Our gross margin for the quarter was 51.3%. It was down from Q3, really due to the higher factory absorption we had to take since we took our starts down. You'll see our inventories down nicely. We have some product and customer mix impacts obviously in the quarter. We have some impacts from Ramtron, and we took a couple of inventory reserves. Our core semiconductor gross margin, if you exclude the Emerging Tech, was 52.4%. Utilization was down fairly heavily, down to about 63.3% as we aligned our wafer starts with revenue and booking levels. And wafers from our foundry partners was about 30% of our total. The non-GAAP gross margin for the year was a pretty healthy 55.4%, and, again, it reflects the earning leverage that we have in our business model. And we look to start turning the gross margins back up as revenue increases.
We managed the OpEx very well in the quarter. We came in at $82.9 million. That was an increase of 2.5% sequentially, but that included an incremental $5.2 million related to the rammer. So if we excluded Ramtron, we decreased OpEx by 4% sequentially, and that's really the lowest level that we've seen since early 2010. We are going to take further action on the OpEx area as we mentioned in the press release, and we're taking this very seriously. And we'll look at all areas throughout the company. For the year, we ended up at $329.5 million. OIE was a loss of $1.6 million, basically nominal interest income and the expense related to the revolver. Tax expense for Q4 was light, it's 138k.
On the balance sheet, so the cash and investments were down $117 million -- I'm sorry, the total is $117 million. That was a decrease of $102 million. But in Q4, we spent $115 million to complete the Ramtron acquisition and some various expenses. $32.3 million to purchase 3.2 million shares, and we had our regular dividend of $16.1 million. About 85% of our cash and investments are onshore. We generated $18.7 million in cash from ops, and that was about 10% of revenue. And we had free cash flow of around $11 million.

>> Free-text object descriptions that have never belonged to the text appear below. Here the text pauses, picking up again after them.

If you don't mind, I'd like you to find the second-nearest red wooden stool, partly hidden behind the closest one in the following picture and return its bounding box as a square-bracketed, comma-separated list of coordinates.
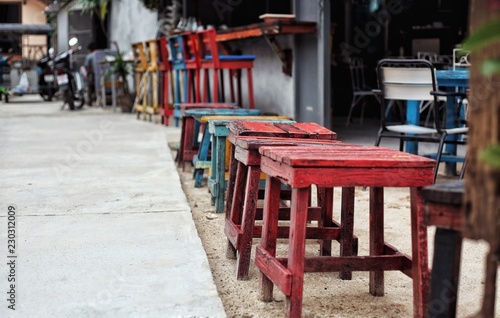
[224, 135, 357, 280]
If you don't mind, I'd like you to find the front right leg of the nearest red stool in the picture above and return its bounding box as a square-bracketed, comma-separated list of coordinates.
[410, 188, 430, 317]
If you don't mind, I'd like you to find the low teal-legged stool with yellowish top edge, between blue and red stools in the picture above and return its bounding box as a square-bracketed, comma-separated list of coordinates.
[206, 116, 294, 213]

For 2012, we generated $136.4 million in cash from ops, equal to a very healthy 18% of revenue. We think we have one of the better returns of capital strategies in the industry, and we have the cash flow and balance sheet to continue to execute that strategy, which, obviously, the dividend is a key part of in 2013 and beyond.
Our inventory dollars was $126 million. That increased $36 million, but most of that was driven from Ramtron. So we had an incremental $44.7 million related to Ramtron, of which $23 million of the $44.7 million is the noncash wacky fair market value purchase accounting. So, again, if you excluded Ramtron out of there, we decreased our inventories a whopping 9% sequentially. So I was very pleased to see what we've been doing on the inventory management front.